The Garber Current Pattern: An Additional Contribution to AC Losses in Helical HTS Cables?

TL;DR

This paper investigates AC losses in helical HTS cables with a focus on the Garber current pattern, using 3D simulations to analyze how current profiles and losses depend on design parameters.

Contribution

It introduces a detailed 3D simulation study of AC losses in helical HTS cables considering the Garber pattern, highlighting the effects of pitch angle and frequency.

Findings

Confirmed the non-trivial current profiles due to Garber pattern

Identified an optimal pitch angle for minimizing AC losses

Showed that current profiles are strongly frequency-dependent

Abstract

Conductors made of high-temperature (HTS) wires helically wound in one or more layers on round tubes (CORT) are compact, flexible, and can carry a large amount of current. Although these conductors were initially developed for DC applications, e.g. in magnets, it is worth considering their use for AC, e.g. in underground cables for medium voltage grids and with currents in the kA-range. In these cases, the major challenge is reducing AC losses. In contrast to a straight superconducting wire, in a helical arrangement, due to superconducting shielding, the current does not follow the direction of the wires, but takes a non-trivial zig-zag path within the individual HTS wires (Garber pattern).
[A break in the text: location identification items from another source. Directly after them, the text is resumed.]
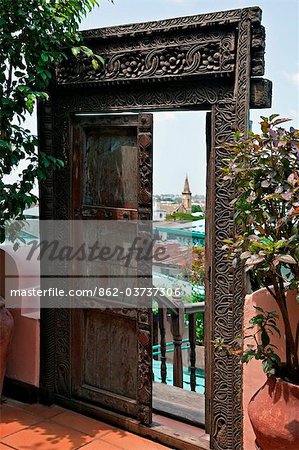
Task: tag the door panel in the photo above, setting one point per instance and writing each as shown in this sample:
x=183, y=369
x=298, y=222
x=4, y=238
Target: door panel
x=112, y=180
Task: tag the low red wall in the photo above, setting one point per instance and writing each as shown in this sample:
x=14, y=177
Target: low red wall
x=253, y=375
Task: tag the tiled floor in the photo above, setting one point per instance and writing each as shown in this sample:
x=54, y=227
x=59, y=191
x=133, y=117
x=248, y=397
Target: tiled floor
x=36, y=427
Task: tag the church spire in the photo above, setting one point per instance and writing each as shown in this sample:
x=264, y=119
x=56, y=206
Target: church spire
x=186, y=186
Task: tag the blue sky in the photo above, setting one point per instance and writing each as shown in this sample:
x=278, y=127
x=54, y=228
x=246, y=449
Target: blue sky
x=180, y=137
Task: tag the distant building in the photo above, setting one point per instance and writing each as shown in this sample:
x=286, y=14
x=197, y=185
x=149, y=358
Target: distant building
x=186, y=205
x=159, y=213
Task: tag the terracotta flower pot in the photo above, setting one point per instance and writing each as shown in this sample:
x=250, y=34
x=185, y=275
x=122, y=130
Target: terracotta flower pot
x=6, y=327
x=274, y=414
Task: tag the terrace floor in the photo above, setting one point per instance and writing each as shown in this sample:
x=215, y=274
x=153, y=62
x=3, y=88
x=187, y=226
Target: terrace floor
x=38, y=427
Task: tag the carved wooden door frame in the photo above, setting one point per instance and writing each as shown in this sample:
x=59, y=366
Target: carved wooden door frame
x=204, y=62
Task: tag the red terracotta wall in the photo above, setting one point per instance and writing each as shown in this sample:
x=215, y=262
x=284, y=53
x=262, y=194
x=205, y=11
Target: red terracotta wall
x=253, y=375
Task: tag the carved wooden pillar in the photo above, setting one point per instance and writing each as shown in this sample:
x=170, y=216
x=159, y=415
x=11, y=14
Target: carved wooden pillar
x=162, y=321
x=177, y=326
x=192, y=340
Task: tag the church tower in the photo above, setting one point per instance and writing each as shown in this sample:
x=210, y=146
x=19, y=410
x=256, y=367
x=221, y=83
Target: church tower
x=186, y=197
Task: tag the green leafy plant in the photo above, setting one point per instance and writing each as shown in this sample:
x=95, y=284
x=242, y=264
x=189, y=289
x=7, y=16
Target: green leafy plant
x=36, y=36
x=265, y=172
x=262, y=349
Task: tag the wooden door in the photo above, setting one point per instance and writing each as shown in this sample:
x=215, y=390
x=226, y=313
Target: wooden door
x=112, y=180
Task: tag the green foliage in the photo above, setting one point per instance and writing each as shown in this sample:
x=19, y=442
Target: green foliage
x=196, y=208
x=262, y=350
x=265, y=171
x=36, y=36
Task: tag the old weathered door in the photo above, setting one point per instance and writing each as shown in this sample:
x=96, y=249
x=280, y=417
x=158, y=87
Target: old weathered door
x=112, y=180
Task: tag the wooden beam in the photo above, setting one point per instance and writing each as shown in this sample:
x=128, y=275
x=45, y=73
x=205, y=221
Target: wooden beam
x=260, y=93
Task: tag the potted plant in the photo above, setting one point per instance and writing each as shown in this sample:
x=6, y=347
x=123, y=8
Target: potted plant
x=264, y=169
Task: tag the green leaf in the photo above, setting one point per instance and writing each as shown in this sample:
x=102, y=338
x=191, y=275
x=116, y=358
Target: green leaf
x=95, y=64
x=75, y=51
x=265, y=338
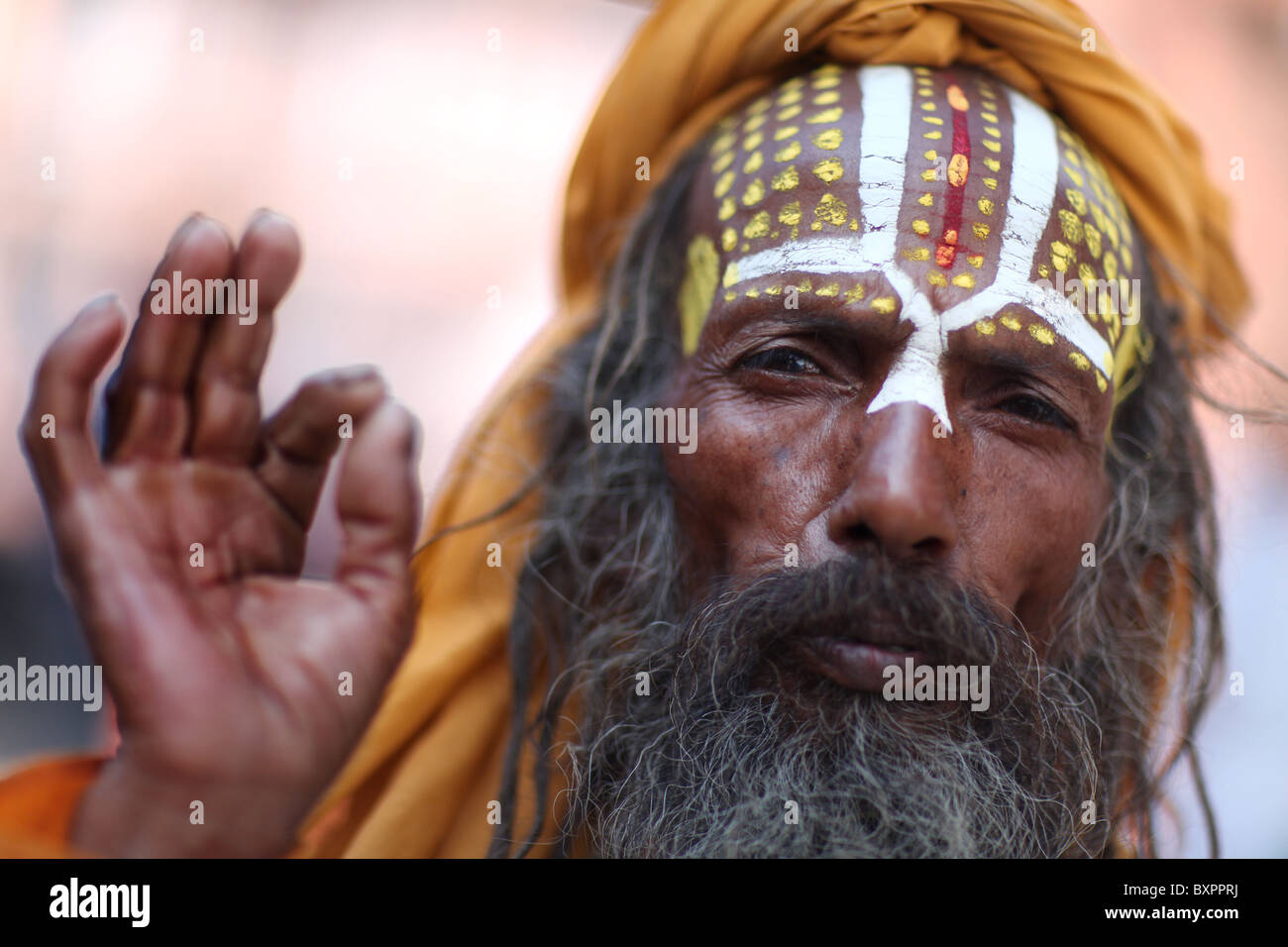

This includes current components across the thickness of the superconducting layers, so that the often used thin-shell approximation does not hold. In this contribution, we studied a one-layer three-wire CORT by means of fully three-dimensional simulations, based on the H-formulation of Maxwell's equations implemented in the commercial software package COMSOL Multiphysics. As a result of our simulations, the peculiar current profiles were confirmed. In addition, the influence of current, pitch angle, and frequency on the AC losses was studied. We found an optimum for the pitch angle and that the current profiles strongly depend on frequency.